Das Vertrauen der US-Bürger in ihre Armee ist unerschütterlich: 78 Prozent der Amerikaner meinen, die Armee trägt "eine Menge" zum Wohle der Gesellschaft bei. 72 Prozent glauben, dass Lehrer besonders viel zum Nutzen der Gesellschaft beitragen, 66 Prozent glauben das von Ärzten, 65 Prozent von Wissenschaftlern und 63 Prozent von Ingenieuren. Die Zahlen wurden vom Pew Research Center im Frühjahr 2013 erhoben, sind also einigermaßen aktuell. Haben die Europäer ähnlich hohes Vertrauen in ihre Armeen? Wohl eher nicht.
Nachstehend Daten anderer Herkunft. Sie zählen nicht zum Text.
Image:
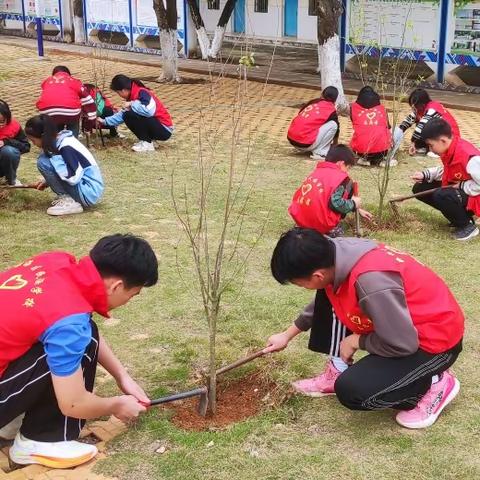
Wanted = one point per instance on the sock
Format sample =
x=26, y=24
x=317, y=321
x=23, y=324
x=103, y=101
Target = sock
x=339, y=364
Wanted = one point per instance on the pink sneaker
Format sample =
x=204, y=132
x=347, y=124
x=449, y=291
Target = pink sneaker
x=319, y=386
x=432, y=403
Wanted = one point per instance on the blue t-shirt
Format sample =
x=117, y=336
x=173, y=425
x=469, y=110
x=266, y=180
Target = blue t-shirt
x=65, y=343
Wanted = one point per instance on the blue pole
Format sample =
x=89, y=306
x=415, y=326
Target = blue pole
x=442, y=40
x=343, y=35
x=38, y=21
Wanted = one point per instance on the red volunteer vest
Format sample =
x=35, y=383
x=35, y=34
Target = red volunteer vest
x=446, y=115
x=435, y=313
x=455, y=161
x=10, y=130
x=40, y=292
x=304, y=127
x=310, y=204
x=161, y=113
x=370, y=129
x=60, y=90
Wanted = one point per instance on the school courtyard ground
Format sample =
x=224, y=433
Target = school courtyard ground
x=161, y=335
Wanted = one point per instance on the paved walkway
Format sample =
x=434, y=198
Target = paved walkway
x=292, y=66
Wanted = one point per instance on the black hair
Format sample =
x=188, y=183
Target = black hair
x=368, y=97
x=5, y=111
x=121, y=82
x=128, y=257
x=419, y=97
x=300, y=252
x=341, y=153
x=436, y=128
x=60, y=68
x=330, y=94
x=42, y=126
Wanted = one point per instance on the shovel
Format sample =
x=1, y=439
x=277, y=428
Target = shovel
x=202, y=401
x=396, y=200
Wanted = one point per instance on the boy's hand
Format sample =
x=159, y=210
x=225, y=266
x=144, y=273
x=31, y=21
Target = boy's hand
x=130, y=387
x=277, y=342
x=365, y=214
x=127, y=408
x=348, y=347
x=417, y=177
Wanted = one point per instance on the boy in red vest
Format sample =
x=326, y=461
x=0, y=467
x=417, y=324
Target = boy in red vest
x=50, y=346
x=399, y=311
x=459, y=177
x=424, y=109
x=63, y=98
x=372, y=137
x=316, y=126
x=143, y=113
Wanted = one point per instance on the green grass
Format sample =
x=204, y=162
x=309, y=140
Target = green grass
x=162, y=336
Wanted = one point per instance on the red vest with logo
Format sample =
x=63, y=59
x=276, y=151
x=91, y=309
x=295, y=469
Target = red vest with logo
x=60, y=90
x=435, y=313
x=304, y=127
x=446, y=115
x=455, y=161
x=370, y=129
x=42, y=291
x=161, y=113
x=310, y=204
x=10, y=130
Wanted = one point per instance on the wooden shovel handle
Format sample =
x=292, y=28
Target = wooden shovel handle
x=241, y=362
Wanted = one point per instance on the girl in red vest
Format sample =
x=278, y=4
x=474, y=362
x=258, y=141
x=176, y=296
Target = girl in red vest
x=316, y=126
x=457, y=180
x=64, y=99
x=371, y=138
x=400, y=312
x=424, y=109
x=13, y=143
x=143, y=113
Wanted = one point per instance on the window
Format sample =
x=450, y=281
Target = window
x=261, y=6
x=213, y=4
x=312, y=8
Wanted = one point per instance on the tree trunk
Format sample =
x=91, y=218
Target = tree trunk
x=203, y=40
x=328, y=15
x=220, y=28
x=80, y=36
x=167, y=24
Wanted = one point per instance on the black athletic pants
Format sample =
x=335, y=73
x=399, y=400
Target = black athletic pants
x=376, y=383
x=26, y=387
x=146, y=128
x=452, y=202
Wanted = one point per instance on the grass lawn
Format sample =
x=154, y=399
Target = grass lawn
x=162, y=337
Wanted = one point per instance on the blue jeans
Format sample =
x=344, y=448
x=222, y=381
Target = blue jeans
x=9, y=160
x=59, y=186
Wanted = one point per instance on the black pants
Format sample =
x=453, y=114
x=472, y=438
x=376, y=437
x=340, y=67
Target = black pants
x=327, y=331
x=26, y=387
x=146, y=128
x=452, y=202
x=376, y=383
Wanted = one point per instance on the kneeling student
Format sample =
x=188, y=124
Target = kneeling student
x=459, y=199
x=398, y=310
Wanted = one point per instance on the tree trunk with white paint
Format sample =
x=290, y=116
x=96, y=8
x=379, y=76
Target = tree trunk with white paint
x=167, y=25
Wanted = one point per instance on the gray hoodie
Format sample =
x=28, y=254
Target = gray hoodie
x=381, y=297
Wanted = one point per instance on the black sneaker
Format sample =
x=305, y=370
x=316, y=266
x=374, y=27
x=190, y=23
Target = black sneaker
x=466, y=233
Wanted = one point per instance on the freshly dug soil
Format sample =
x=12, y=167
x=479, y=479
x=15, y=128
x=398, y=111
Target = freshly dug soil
x=237, y=400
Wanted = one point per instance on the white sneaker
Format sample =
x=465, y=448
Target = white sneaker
x=363, y=162
x=51, y=454
x=64, y=205
x=143, y=146
x=10, y=430
x=393, y=163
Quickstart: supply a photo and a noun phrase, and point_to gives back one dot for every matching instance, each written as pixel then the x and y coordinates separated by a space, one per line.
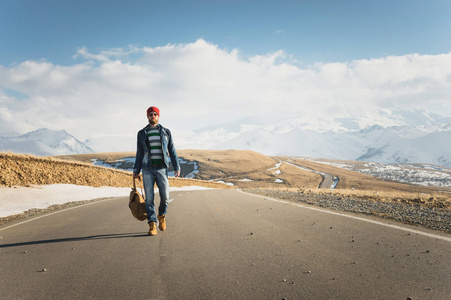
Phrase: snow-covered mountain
pixel 43 142
pixel 421 137
pixel 385 137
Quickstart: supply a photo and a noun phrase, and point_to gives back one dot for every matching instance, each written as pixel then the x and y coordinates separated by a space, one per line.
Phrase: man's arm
pixel 173 155
pixel 138 158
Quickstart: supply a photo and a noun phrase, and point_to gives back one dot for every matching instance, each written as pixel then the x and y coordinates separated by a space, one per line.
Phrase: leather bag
pixel 137 204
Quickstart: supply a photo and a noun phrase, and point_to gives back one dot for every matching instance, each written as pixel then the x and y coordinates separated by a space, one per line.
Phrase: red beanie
pixel 153 109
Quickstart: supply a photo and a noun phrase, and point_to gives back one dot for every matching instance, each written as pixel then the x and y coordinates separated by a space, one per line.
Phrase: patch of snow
pixel 19 199
pixel 276 167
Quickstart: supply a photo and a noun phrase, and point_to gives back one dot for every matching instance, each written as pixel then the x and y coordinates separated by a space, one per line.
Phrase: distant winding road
pixel 329 181
pixel 220 244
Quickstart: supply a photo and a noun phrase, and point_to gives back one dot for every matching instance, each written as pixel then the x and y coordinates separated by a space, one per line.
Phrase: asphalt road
pixel 220 244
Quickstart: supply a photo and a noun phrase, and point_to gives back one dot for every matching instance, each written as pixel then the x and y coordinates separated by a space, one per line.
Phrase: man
pixel 154 147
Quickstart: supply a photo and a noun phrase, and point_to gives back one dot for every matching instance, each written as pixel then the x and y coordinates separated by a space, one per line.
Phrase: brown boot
pixel 152 229
pixel 162 222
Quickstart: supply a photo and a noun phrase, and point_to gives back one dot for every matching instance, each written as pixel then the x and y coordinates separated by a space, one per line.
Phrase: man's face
pixel 153 118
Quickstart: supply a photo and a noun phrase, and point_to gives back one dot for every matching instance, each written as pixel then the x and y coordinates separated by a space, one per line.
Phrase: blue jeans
pixel 160 176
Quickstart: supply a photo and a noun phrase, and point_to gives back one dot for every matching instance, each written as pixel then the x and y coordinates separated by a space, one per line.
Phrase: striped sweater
pixel 156 154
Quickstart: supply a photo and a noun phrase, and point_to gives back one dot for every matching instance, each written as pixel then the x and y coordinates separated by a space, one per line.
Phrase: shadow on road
pixel 75 239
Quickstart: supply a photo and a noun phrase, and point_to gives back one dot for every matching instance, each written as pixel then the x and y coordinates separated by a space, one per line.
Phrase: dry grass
pixel 27 170
pixel 235 166
pixel 364 186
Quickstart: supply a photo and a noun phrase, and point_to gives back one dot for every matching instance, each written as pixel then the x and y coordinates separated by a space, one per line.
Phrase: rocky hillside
pixel 27 170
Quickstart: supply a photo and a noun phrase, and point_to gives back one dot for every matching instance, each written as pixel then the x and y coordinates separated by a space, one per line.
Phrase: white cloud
pixel 198 84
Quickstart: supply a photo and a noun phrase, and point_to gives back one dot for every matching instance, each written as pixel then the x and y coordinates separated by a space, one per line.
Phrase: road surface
pixel 220 244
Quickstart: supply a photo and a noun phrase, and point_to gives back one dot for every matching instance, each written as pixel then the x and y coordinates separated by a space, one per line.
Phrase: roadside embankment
pixel 28 170
pixel 432 215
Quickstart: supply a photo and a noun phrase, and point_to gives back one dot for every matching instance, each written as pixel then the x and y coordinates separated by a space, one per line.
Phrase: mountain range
pixel 412 137
pixel 43 142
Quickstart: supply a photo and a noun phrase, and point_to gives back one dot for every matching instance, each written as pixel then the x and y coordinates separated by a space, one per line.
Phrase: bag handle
pixel 134 186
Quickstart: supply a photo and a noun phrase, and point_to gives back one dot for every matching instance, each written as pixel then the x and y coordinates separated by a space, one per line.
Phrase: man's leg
pixel 149 182
pixel 163 186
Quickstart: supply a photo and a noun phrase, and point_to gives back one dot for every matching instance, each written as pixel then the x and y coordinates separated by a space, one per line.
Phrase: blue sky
pixel 310 31
pixel 79 65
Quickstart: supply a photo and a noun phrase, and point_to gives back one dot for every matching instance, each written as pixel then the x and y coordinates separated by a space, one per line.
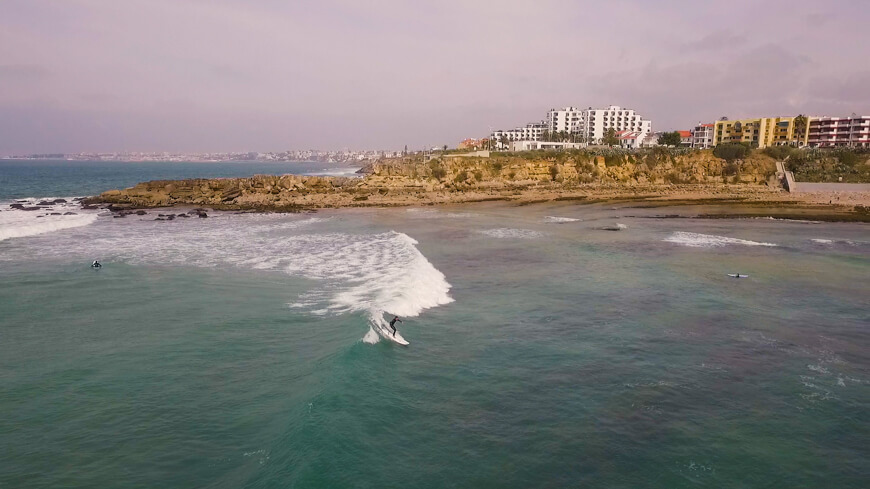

Europäer vertrauen dem Staat, wo dem Staat zu trauen ist: Dass er für Wohlfahrt und soziale Gerechtigkeit sorgt, für Bildung und Infrastruktur, für Sicherheit und Rechtsstaatlichkeit und dafür, dass die Interessen des Bürgers auch gegen mächtige Lobbys durchsetzt werden können. Aber sie misstrauen ihren Armeen und dem Staatssicherheitsapparat. Die EU-Bürger in (Ost-)Deutschland, Polen, Tschechien, der Slowakei, Ungarn, Rumänen, Bulgarien, in den baltischen Republiken und in Slowenien und Kroatien haben auch allen Grund dazu: Im Osten Deutschlands erinnert man sich mit Schrecken an die Stasi, in Bulgarien an das gefürchtete Komitee für Staatssicherheit Darschawna Sigurnost oder in Rumänien an die Securitate.
Kaum irgendwo wurde dieser Schrecken so berührend dargestellt wie im Film "Das Leben der Anderen" von Florian Henckel von Donnersmarck, in dem im Ost-Berlin des Jahres 1984 ein Stasi-Hauptmann damit beauftragt wird, gegen einen Theaterschriftsteller und dessen Lebensgefährtin belastendes Material zu sammeln. Die Geschichte endet natürlich tragisch.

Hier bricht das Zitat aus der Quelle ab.